En 2018, la marine indienne a attribué un contrat de 151 millions de dollars pour la rénovation et la certification de durée de vie (MRLC) de l'INS Shishumar. MDL a réalisé les travaux à Mumbai avec la coopération technique de TKMS.

TKMS a également fourni de nouveaux équipements, la maintenance et le support des composants, l'assistance technique sur site, la documentation, la formation et les pièces de rechange. Le programme MRLC visait à prolonger la durée de vie du sous-marin d'une décennie.

Il y a un an, la santé financière de TKMS suscitait des inquiétudes. Cependant, le conglomérat est aujourd'hui en bonne santé financière, ayant remporté d'importantes commandes de sous-marins.
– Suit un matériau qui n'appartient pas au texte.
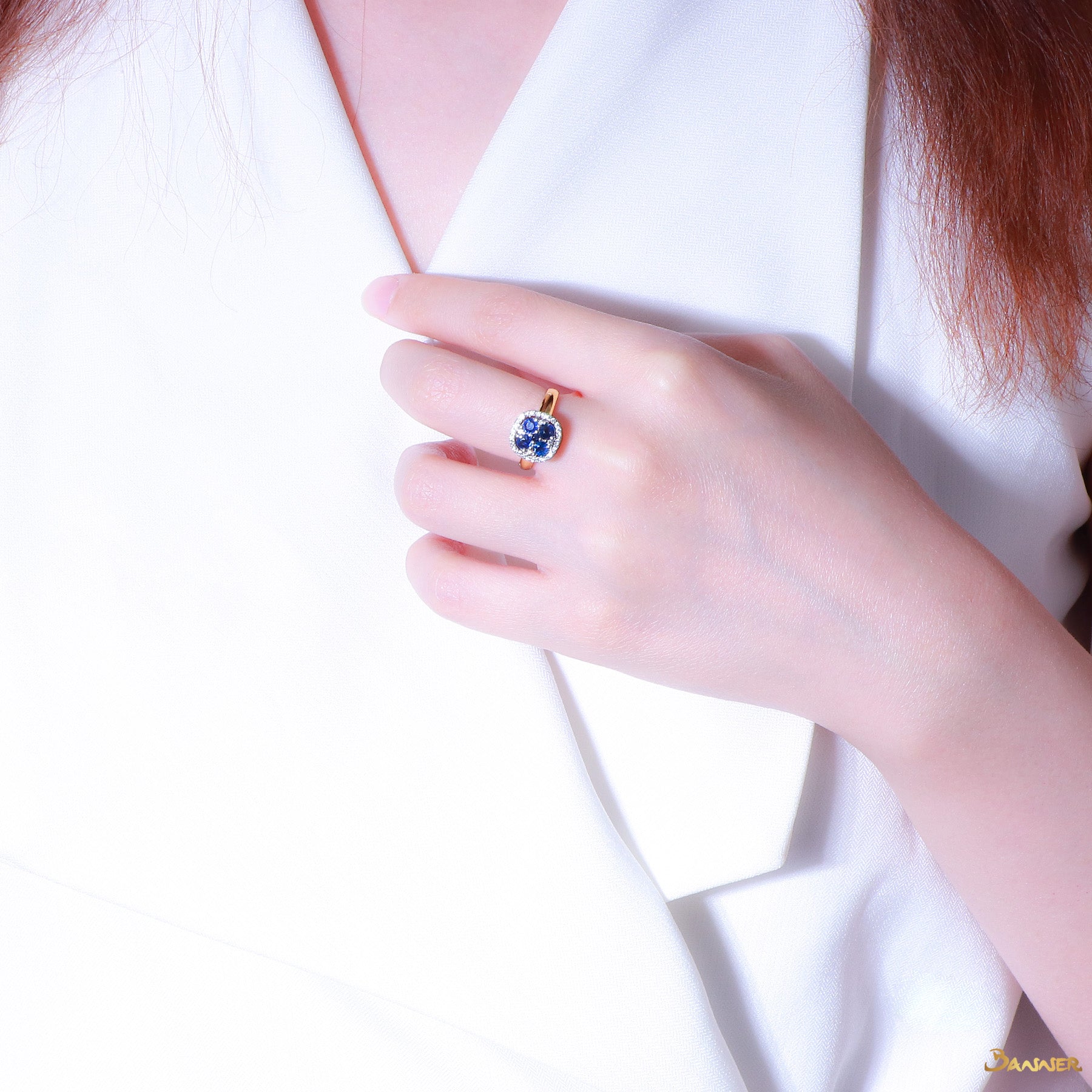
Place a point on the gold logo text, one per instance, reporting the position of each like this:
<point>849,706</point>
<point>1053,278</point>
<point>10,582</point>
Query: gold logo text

Dans le cadre du programme germano-norvégien 212CD, TKMS construira six sous-marins pour l'Allemagne et six pour la Norvège, modernisera six sous-marins de type 212A pour l'Allemagne et construira quatre sous-marins de type 212A pour Singapour.

Outre les six sous-marins du projet 75I destinés à l'Inde, TKMS devrait obtenir d'autres commandes, notamment jusqu'à 12 unités pour le Canada et deux sous-marins de type 218SG pour Singapour.

Conclusion, le DAC a approuvé l'acquisition de 6 sous-marins dans le cadre du projet 75I en octobre 2014. Le projet 75I a été retardé principalement parce que la marine indienne a élaboré des exigences qualitatives excessivement ambitieuses.

Cette importation n'était pas inévitable. Si la marine indienne avait défini dès le départ des exigences qualitatives réalistes, L&T, forte de son expérience dans la construction de sous-marins nucléaires d'attaque, aurait pu construire ce que la marine achète actuellement à TKMS, en comblant les lacunes par l'intermédiaire de partenaires de son choix.

La marine indienne aurait alors pu obtenir bien plus qu'elle n'en obtient actuellement, notamment des sous-marins construits en acier indien, des missiles (BrahMos à lancement vertical), des torpilles et l'intégralité des droits de propriété intellectuelle pour les exportations futures.